In spite of the PTI’s struggles in elections, Khan’s populist positions found support, especially among young people. He continued his criticism of corruption and economic inequality in Pakistan and opposed the Pakistani government’s cooperation with the United States in fighting militants near the Afghan border. He also launched broadsides against Pakistan’s political and economic elites, whom he accused of being Westernized and out of touch with Pakistan’s religious and cultural norms.
Political ascent
In the months leading up to the legislative elections scheduled for early 2013, Khan and his party drew large crowds at rallies and attracted the support of several veteran politicians from Pakistan’s established parties. Further evidence of Khan’s rising political fortunes came in the form of an opinion poll in 2012 that found him to be the most popular political figure in Pakistan.

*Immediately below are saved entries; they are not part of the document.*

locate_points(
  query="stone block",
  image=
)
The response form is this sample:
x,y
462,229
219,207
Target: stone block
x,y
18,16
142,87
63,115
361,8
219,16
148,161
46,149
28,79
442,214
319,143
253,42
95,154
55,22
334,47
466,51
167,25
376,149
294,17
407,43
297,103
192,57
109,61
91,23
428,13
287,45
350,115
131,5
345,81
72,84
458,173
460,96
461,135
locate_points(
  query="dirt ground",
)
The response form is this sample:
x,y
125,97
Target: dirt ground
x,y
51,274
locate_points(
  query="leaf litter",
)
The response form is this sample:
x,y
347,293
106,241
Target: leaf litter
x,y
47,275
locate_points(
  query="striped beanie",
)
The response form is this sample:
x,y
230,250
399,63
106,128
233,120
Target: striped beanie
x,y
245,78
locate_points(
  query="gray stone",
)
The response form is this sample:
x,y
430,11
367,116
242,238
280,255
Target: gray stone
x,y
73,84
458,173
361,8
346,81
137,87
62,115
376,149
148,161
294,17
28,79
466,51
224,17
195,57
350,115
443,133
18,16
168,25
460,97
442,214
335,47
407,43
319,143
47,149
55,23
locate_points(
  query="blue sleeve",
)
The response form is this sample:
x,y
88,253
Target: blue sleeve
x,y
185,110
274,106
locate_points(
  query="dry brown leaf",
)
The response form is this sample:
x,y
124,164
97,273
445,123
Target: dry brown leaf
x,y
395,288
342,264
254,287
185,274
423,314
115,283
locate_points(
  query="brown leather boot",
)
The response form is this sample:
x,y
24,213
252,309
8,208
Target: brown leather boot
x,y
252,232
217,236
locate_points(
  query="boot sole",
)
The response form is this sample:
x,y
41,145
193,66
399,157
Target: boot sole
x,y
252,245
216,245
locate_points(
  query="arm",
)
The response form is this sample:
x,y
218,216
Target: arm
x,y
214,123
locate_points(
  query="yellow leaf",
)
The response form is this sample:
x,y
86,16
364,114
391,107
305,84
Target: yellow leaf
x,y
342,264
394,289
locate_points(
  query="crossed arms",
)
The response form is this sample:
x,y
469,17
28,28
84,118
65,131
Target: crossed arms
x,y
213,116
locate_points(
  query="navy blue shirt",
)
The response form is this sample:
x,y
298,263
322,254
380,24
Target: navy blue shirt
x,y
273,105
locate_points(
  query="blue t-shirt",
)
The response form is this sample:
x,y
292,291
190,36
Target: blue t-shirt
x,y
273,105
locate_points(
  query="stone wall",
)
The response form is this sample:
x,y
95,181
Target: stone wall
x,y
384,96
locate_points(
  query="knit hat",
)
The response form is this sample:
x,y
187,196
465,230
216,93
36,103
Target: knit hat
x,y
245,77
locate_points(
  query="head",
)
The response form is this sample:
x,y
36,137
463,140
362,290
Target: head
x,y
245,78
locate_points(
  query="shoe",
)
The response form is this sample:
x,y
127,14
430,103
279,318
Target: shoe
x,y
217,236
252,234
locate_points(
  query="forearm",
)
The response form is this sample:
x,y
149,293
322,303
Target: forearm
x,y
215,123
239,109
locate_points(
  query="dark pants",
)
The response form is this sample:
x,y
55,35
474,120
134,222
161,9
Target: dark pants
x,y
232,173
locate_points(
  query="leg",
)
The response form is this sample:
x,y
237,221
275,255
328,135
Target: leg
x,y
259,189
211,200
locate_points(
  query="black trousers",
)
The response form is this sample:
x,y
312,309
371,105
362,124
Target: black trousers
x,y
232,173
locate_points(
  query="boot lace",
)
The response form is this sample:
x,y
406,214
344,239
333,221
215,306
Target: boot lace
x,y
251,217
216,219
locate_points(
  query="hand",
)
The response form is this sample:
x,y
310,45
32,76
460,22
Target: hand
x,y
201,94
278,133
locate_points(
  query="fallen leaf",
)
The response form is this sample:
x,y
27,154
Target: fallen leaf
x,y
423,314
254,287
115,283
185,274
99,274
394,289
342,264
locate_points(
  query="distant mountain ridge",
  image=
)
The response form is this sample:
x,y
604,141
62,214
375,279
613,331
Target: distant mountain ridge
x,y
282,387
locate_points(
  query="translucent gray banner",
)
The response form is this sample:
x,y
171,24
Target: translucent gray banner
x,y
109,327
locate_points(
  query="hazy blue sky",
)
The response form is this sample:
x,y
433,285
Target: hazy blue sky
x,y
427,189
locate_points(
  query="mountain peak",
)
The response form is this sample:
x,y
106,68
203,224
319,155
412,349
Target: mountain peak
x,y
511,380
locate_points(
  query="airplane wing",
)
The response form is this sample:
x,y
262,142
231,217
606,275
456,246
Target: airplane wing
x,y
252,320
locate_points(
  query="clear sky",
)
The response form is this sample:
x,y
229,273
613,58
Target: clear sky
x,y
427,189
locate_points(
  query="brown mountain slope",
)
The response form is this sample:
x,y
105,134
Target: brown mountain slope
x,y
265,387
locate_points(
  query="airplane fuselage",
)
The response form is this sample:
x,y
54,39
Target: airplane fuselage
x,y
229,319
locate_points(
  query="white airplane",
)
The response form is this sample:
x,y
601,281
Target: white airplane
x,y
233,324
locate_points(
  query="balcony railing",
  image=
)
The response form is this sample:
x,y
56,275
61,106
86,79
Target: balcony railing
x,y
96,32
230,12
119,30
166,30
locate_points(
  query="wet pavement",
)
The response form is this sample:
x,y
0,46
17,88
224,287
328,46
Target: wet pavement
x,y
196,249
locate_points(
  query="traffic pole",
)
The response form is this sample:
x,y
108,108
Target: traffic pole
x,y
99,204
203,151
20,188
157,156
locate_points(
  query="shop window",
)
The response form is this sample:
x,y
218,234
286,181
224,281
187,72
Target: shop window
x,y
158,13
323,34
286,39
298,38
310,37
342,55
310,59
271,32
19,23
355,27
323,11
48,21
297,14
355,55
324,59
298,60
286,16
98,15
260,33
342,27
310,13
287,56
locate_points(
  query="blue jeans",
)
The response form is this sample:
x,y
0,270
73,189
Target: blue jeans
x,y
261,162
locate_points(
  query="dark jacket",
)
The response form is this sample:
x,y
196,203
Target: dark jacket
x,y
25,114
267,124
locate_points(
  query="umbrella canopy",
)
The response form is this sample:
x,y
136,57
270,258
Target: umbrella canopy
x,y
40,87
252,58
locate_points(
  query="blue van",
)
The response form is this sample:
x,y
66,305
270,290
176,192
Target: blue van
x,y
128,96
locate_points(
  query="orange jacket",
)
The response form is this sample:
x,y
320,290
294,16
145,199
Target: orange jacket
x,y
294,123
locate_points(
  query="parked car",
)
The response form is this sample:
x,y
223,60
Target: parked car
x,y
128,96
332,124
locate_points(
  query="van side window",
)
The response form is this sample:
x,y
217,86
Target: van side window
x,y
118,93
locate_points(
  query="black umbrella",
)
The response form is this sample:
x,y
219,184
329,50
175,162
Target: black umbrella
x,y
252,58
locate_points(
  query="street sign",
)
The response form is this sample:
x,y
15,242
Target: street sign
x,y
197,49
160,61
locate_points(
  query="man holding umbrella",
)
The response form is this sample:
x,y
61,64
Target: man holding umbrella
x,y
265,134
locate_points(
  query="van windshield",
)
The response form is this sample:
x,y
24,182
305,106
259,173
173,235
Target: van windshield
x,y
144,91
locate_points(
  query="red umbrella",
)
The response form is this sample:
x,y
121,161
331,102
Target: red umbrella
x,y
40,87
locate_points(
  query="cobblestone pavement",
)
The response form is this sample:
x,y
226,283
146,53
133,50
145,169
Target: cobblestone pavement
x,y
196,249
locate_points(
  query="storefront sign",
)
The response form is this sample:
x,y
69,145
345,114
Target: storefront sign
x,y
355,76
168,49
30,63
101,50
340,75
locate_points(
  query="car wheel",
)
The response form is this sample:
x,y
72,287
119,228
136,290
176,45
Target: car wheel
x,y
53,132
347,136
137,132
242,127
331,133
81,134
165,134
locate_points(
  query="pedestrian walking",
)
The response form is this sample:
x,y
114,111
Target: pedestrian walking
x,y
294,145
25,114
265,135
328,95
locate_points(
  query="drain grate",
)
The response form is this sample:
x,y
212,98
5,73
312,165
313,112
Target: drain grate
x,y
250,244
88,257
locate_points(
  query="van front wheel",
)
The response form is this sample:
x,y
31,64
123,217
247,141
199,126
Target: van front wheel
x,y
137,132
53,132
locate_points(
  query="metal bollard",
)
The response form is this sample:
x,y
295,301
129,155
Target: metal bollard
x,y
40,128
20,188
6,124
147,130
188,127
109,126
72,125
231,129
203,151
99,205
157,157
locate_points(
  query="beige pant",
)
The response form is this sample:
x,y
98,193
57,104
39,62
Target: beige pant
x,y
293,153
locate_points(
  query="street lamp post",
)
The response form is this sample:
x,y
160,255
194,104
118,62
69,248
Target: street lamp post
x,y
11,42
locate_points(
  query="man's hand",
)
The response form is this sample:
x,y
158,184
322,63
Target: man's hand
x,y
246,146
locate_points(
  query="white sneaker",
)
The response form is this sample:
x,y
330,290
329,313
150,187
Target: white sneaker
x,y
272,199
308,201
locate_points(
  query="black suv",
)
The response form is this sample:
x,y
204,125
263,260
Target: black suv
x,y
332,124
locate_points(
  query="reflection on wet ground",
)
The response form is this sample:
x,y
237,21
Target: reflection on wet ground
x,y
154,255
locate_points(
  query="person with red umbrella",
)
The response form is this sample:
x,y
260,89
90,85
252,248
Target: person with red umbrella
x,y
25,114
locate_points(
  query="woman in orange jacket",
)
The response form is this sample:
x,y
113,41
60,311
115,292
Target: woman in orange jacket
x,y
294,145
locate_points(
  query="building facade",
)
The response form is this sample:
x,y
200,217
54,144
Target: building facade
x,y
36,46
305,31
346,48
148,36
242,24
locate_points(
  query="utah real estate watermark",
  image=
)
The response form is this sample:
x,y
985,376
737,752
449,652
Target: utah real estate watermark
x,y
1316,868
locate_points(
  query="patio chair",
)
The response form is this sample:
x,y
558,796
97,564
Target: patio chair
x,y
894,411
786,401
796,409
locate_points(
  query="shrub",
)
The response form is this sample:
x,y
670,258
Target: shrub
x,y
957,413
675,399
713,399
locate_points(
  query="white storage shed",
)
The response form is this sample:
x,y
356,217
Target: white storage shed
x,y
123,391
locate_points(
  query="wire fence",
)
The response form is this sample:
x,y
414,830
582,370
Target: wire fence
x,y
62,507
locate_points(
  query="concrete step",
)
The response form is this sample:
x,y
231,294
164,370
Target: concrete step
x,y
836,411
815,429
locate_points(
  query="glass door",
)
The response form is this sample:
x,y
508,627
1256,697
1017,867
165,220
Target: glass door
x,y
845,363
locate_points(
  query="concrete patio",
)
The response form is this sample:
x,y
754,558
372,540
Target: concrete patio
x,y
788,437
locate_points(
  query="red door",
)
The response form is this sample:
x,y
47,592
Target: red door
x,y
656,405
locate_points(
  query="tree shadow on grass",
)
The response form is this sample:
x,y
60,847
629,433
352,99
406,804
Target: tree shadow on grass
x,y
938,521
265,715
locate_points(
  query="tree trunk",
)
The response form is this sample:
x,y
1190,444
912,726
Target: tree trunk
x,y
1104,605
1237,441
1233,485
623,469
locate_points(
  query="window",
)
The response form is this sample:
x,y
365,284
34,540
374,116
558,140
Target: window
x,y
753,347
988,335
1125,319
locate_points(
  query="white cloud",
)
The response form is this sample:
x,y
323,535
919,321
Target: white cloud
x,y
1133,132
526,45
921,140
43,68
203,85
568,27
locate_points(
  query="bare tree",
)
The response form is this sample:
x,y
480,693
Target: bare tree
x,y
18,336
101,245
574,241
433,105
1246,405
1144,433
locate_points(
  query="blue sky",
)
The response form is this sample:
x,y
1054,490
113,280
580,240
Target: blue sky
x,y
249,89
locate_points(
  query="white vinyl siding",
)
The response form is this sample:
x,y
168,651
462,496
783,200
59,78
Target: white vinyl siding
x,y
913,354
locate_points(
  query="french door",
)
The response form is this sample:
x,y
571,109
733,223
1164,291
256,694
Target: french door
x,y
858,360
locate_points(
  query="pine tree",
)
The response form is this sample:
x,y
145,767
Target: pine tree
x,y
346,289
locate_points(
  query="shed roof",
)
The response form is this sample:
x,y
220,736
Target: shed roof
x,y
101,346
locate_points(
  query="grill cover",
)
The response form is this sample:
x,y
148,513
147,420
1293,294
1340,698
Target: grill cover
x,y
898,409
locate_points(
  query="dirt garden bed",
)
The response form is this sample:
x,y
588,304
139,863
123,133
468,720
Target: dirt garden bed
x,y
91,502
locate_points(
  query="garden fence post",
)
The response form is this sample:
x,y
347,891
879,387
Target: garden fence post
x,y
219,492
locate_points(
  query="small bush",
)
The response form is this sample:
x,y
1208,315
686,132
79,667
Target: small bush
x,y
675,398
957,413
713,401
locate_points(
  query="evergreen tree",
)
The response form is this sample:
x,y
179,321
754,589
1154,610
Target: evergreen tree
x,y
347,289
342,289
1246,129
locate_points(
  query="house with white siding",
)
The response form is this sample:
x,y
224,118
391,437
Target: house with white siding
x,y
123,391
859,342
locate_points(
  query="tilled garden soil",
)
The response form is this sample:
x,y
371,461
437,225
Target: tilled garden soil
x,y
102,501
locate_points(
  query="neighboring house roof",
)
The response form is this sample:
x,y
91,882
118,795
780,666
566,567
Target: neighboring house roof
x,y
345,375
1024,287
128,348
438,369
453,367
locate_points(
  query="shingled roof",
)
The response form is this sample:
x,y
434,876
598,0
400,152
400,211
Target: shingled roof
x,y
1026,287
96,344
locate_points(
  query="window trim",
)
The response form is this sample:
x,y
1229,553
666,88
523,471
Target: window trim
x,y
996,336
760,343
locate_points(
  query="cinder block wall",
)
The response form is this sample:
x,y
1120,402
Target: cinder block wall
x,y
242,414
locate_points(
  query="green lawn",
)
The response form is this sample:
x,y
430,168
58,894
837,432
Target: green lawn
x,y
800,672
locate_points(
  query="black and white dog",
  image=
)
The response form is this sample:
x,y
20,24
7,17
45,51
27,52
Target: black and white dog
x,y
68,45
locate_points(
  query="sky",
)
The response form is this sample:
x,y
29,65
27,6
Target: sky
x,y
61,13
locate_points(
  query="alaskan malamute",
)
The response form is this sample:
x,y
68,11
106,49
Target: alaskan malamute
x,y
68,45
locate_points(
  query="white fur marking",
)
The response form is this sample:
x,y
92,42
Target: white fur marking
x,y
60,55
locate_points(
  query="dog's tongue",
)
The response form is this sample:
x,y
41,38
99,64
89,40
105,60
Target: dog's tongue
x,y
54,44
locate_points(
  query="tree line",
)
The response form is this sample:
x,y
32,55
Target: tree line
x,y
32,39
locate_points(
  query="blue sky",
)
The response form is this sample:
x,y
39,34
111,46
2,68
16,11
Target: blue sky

Just days before legislative elections in May 2013, Khan injured his head and back when he fell from a platform at a campaign rally. He appeared on television from his hospital bed hours later to make a final appeal to voters. The elections produced the PTI’s highest totals yet, but the party still won less than half the number of seats won by the Pakistan Muslim League–Nawaz (PML-N), led by Nawaz Sharif. Khan accused the PML-N of rigging the elections. After his calls for an investigation went unmet, he and other opposition leaders led four months of protests in late 2014 in order to pressure Sharif to step down.